English tailor and blogger

Thomas Mahon is an English tailor, noted for outfitting the British royal family and other VIP clients.

== Early life and education ==
Mahon was born in Carlisle, Cumbria, and grew up in the small village of Corby Hill, Cumbria. He was educated at the local village school and went on to the former grammar school, White House in Brampton, Carlisle. He entered the tailoring trade by taking a summer job at bespoke tailors S. Redmayne Ltd. He stayed at Redmayne and completed his apprenticeship whilst studying industrial pattern construction and grading at a local polytechnic. After seven years of training, he left Redmayne for London and furthered his skills as a striker (apprentice cutter) to Dennis Halbery at Anderson & Sheppard of Savile Row.

==Independence and Weblog==
In 1995, Mahon started Steed Bespoke Tailors, a bespoke tailoring company, with Edwin Deboise, before going independent in 2001. In 2005, he began his weblog English Cut with aid of cartoonist and internet entrepreneur Hugh McLeod to share his knowledge of the traditional tailor's craft.

Mahon's wife, Claire, also studied tailoring, fashion, and design at University College for the Creative Arts at Epsom. Together, they have three sons: Patrick, Francis, and John. In his spare time, Mahon teaches sailing and navigation with the rank of Petty Officer in the Sea Cadet Corps, the UK's Naval Cadet Force.

== Ousted from English Cut ==
In late 2012, Mahon began working with Christian Irving, a long-time colleague who wished to offer a "made-to-measure tailoring service". Mahon began searching for a suitable manufacturer, which he found in Japan. Mahon supervised this new service for the next four years. He visited Japan in May 2017, two months before leaving as founder, head cutter and creative director of English Cut.

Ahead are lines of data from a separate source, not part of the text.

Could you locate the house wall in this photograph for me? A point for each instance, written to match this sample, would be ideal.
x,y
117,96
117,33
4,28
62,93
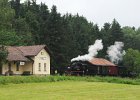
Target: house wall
x,y
42,58
5,68
28,67
33,67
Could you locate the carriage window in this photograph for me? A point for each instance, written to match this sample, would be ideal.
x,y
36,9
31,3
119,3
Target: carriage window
x,y
45,67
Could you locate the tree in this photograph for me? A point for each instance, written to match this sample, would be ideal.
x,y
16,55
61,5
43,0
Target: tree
x,y
6,15
132,61
3,56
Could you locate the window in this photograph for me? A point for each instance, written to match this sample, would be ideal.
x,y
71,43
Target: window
x,y
39,67
17,66
42,53
45,67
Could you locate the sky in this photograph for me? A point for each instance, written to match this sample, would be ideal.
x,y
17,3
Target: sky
x,y
126,12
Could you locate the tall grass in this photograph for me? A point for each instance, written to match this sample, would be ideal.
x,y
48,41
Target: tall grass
x,y
36,79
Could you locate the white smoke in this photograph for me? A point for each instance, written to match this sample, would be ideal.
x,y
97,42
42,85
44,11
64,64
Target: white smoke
x,y
115,52
92,52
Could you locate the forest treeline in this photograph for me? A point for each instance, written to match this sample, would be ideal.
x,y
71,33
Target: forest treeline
x,y
66,36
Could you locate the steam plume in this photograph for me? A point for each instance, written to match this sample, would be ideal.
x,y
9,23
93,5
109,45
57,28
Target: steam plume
x,y
92,52
115,52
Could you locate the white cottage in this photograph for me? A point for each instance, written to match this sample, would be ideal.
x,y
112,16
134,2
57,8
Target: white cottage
x,y
33,60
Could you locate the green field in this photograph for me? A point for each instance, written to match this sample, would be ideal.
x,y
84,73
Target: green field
x,y
70,90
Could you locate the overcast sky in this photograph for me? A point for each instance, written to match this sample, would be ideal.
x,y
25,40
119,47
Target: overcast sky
x,y
126,12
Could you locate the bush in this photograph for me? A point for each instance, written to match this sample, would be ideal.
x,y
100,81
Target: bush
x,y
36,79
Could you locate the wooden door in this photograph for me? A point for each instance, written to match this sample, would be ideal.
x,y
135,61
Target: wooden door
x,y
0,70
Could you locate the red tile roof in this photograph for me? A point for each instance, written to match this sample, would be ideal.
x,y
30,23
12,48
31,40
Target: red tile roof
x,y
15,55
101,62
20,53
31,50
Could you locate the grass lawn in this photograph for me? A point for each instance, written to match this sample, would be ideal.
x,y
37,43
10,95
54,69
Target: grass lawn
x,y
70,90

In 2015, Mahon was approached to sell a 20% stake in English Cut Ltd to Todd Enright on behalf of White Winston LLC, Boston, MA. Although the purchase was never completed, a loan note from White Winston was enforced as the main creditor on 31 July 2017. Mahon was invited to stay under new terms but left the same day, saying the conditions were "unacceptable".

== Redmayne 1860 ==
Mahon returned as head cutter and creative director of Redmayne Ltd.